Another study showing that skipping breakfast can promote insulin resistance
Fasting until noon triggers increased postprandial hyperglycemia and impaired insulin response after lunch and dinner in individuals with type 2 di... - PubMed - NCBI
OBJECTIVE:
Skipping breakfast has been consistently associated with high HbA1c and postprandial hyperglycemia (PPHG) in patients with type 2 diabetes.

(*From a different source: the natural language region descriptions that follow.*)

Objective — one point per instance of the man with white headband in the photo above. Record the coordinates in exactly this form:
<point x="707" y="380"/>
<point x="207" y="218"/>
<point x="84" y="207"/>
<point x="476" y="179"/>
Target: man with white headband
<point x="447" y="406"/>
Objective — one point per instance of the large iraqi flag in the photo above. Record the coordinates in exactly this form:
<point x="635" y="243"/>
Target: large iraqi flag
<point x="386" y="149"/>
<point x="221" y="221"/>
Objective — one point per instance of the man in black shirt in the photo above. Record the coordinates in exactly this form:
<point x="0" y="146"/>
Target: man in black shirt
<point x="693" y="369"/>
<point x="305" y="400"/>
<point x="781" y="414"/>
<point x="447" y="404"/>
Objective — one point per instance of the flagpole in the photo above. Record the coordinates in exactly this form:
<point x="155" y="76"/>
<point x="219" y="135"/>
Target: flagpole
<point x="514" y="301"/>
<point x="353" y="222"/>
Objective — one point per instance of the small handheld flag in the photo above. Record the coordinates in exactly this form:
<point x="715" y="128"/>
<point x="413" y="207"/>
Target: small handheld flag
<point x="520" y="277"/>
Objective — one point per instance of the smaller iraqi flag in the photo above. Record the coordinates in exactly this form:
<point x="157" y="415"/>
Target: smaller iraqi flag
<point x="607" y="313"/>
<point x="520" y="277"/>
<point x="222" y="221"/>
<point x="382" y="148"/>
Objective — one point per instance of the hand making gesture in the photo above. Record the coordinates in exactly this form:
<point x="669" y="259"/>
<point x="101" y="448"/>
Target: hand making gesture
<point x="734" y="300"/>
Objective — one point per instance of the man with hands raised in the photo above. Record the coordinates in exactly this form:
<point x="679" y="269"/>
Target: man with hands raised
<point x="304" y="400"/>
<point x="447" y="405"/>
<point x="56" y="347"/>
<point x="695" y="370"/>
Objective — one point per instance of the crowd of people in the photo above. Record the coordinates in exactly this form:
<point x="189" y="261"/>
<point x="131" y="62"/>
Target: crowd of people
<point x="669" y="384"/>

Our aim was to explore the effect of skipping breakfast on glycemia after a subsequent isocaloric (700 kcal) lunch and dinner.

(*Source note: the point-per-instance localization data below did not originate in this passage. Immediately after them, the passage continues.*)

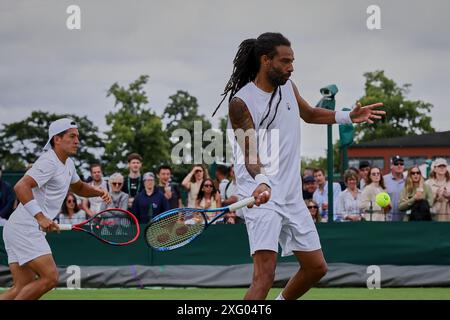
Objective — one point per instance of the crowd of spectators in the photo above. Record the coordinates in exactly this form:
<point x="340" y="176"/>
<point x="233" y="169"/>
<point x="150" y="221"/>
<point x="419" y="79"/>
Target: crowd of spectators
<point x="413" y="197"/>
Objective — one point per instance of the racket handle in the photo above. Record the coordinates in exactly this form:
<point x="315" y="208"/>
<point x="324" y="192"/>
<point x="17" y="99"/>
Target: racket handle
<point x="65" y="227"/>
<point x="243" y="203"/>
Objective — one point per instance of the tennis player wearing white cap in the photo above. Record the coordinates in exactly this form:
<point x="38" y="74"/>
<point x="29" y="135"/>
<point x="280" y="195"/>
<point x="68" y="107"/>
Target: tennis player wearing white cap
<point x="41" y="193"/>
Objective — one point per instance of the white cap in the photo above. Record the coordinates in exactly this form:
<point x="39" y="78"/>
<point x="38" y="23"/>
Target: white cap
<point x="57" y="127"/>
<point x="148" y="175"/>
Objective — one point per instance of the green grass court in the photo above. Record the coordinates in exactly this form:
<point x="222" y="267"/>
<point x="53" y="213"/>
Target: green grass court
<point x="238" y="293"/>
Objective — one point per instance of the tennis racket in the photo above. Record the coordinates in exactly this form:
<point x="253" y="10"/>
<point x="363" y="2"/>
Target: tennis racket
<point x="113" y="226"/>
<point x="177" y="227"/>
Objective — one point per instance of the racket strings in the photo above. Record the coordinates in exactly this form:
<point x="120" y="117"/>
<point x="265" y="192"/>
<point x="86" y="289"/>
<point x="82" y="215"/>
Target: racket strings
<point x="175" y="229"/>
<point x="113" y="226"/>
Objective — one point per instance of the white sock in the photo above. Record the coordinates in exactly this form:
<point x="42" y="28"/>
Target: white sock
<point x="280" y="296"/>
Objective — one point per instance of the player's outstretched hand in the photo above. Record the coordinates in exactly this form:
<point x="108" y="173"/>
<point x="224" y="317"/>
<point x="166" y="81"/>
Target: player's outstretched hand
<point x="106" y="197"/>
<point x="262" y="194"/>
<point x="366" y="113"/>
<point x="47" y="225"/>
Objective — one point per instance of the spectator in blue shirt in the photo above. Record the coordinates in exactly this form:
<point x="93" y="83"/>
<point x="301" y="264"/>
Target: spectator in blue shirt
<point x="149" y="202"/>
<point x="320" y="196"/>
<point x="395" y="183"/>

RESEARCH DESIGN AND METHODS:
In a crossover design, 22 patients with diabetes with a mean diabetes duration of 8.4 ± 0.7 years, age 56.9 ± 1.0 years, BMI 28.2 ± 0.6 kg/m(2), and HbA1c 7.7 ± 0.1% (61 ± 0.8 mmol/mol) were randomly assigned to two test days: one day with breakfast, lunch, and dinner (YesB) and another with lunch and dinner but no breakfast (NoB). Postprandial plasma glucose, insulin, C-peptide, free fatty acids (FFA), glucagon, and intact glucagon-like peptide-1 (iGLP-1) were assessed.
RESULTS:
Compared with YesB, lunch area under the curves for 0-180 min (AUC0-180) for plasma glucose, FFA, and glucagon were 36.8, 41.1, and 14.8% higher, respectively, whereas the AUC0-180 for insulin and iGLP-1 were 17% and 19% lower, respectively, on the NoB day (P < 0.0001). Similarly, dinner AUC0-180 for glucose, FFA, and glucagon were 26.6, 29.6, and 11.5% higher, respectively, and AUC0-180 for insulin and iGLP-1 were 7.9% and 16.5% lower on the NoB day compared with the YesB day (P < 0.0001). Furthermore, insulin peak was delayed 30 min after lunch and dinner on the NoB day compared with the YesB day.
CONCLUSIONS:
Skipping breakfast increases PPHG after lunch and dinner in association with lower iGLP-1 and impaired insulin response. This study shows a long-term influence of breakfast on glucose regulation that persists throughout the day. Breakfast consumption could be a successful strategy for reduction of PPHG in type 2 diabetes.